Technical interview questions for 2026

Alex Carter Alex Carter
11 min read
Technical interview questions for 2026
Quick Take

Ace modern technical interviews: master AI collaboration, RAG and serverless design, debugging, observability, and cross-team communication.

Technical interviews in 2026 are all about practical skills and modern workflows. Here’s what you need to know:

  • AI Collaboration: 82% of developers use AI tools daily. Interviews now test how well you work with AI, focusing on prompt engineering, debugging, and validating AI outputs.

  • System Design: Expect questions on modern architectures like RAG pipelines, serverless patterns, and fault tolerance. Cloud-native systems and observability tools like OpenTelemetry are critical.

  • Debugging Skills: Companies prioritize structured approaches to troubleshooting, using frameworks like SRE-STAR(M) and focusing on metrics, traces, and logs.

  • Cross-Team Communication: You’ll be evaluated on your ability to explain technical decisions, handle ambiguity, and collaborate with non-engineering teams.

Interviews have shifted from abstract puzzles to tasks that reflect everyday development work. Mastering these areas is now key to standing out.

::: @figure Technical Interview Trends 2026: Key Statistics and Focus Areas{Technical Interview Trends 2026: Key Statistics and Focus Areas}

1. AI-assisted coding and problem solving

The days of solving abstract puzzles during coding interviews are fading fast. With 97% of developers now using AI assistants , the focus has shifted. Instead of testing memory for algorithms, interviews now evaluate how well candidates collaborate with AI tools by testing both technical and soft skills.

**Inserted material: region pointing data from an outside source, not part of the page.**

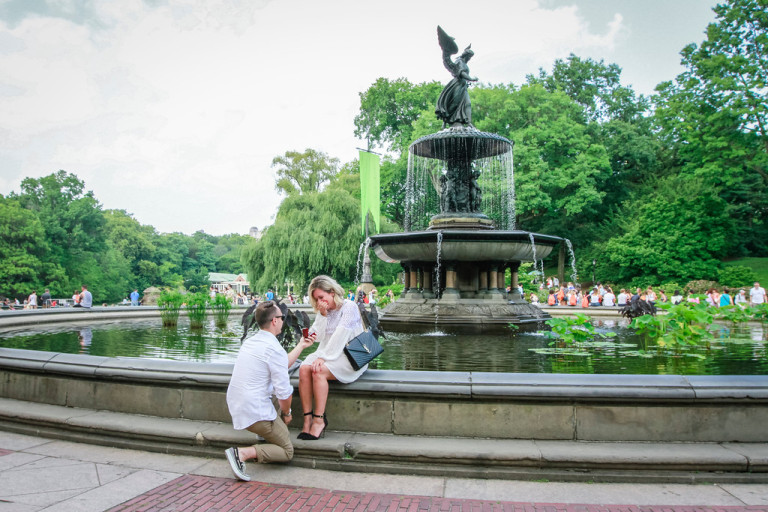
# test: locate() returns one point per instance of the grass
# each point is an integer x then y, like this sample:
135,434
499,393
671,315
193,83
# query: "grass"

Prompt engineering and iterative refinement

Crafting effective prompts has become just as important as writing clean, efficient code. Recognizing this, HackerRank introduced seven new prompt engineering questions in January 2025 . These questions test candidates on their ability to set the right context, define constraints, and refine AI outputs. The goal? To see if they can guide AI through multi-step conversations, correct its errors, and optimize its suggestions instead of blindly accepting them. This skill naturally ties into another critical task: validating AI-generated outputs.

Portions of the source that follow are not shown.